News Studio

October 3, 2018

More Than Meets the Eye: The Thought Behind Suntory's Iconic Whisky Bottles

Around the world, consumers recognize the House of Suntory whisky not only for its unique taste and quality, but also for its distinct, detailed, and beautiful bottles. Suntory originally started its whisky business with the aim of creating an authentic Japanese whisky to match the Japanese palate. Driven by this purpose, the tastes and aromas of Suntory whisky were heavily influenced by Japanese culture, and as a result, both the whisky itself and the bottle design are based on a combination of Japan's nature, craftsmanship, and tastes.

The calligraphy characters, one of the most iconic features of a Suntory whisky bottle, have become a symbol of both Suntory whisky and Japanese whisky at-large. On a Suntory bottle, the calligraphy is artfully designed to express the product's uniqueness and convey a portion of Japanese tradition. Yamazaki, Hibiki, and Hakushu, some of our most well-known Suntory Japanese premium whiskies, all feature calligraphy on the labels.

Yamazaki's label centers around bold Japanese writing, written by former master blender Keizo Saji, the father of Yamazaki. The right half of the character for "zaki" forms the character for "kotobuki," which means "congratulations" in Japanese and is meant to celebrate Yamazaki as the launch of our first Japanese shingle malt whisky.
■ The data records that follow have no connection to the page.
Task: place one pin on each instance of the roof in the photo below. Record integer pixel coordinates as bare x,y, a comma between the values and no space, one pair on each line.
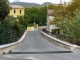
16,6
50,12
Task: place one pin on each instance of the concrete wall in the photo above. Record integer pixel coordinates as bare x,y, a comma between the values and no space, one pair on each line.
7,47
72,47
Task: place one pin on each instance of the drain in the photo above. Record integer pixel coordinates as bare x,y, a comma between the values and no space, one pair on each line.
47,52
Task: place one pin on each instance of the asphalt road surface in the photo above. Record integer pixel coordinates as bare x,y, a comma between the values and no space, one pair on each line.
36,47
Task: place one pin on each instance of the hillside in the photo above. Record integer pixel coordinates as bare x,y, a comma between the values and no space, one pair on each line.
25,4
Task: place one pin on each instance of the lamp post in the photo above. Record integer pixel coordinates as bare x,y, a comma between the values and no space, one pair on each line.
34,24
The word is also used in honor of Suntory's original company name, "Kotobuki-ya," to represent the passion passed down from the company's founding.

Hakushu, a fresh and gently smoky single malt whisky, showcases a bottle that is based on the blue-green colors of the Mountain Forest Distillery where the whisky is produced.

Hibiki, a harmonious blended whisky made to reflect our corporate philosophy - "To create harmony with people and nature" - features a bottle full of Japanese tradition, as seen through the label made of "Echizen washi*" paper and adorned with the Japanese character "hibiki", meaning "harmony" in Japanese, in calligraphy. The 24 facets of the Hibiki bottle symbolize the 24 hours of the day and 24 seasons- or "Sekki"** of the traditional Japanese calendar. The bottle includes 24 sides to allow consumers to visualize the time the whisky spends aging in the cask, the history, and 'time' itself.

The mastermind behind many of Suntory's iconic Yamazaki and Hibiki whisky bottles, Akiko Furusho, describes the process of creating a perfect bottle of whisky as entirely integrated - from the inception of the idea to the moment of consumption. When developing a new Suntory whisky, the designers, marketers, and whisky blenders come together as a single team, which ensures a sense of consistency throughout the look and feel of all Suntory whisky brands.

*Washi is traditional Japanese paper handcrafted out of local fibers in Japan, typically from Kozo and Mitsumata . Echizen-washi is well known for its 1,500 years of history and famous high quality.
**Sekki is a traditional way of expressing the 24 different seasons in Japan.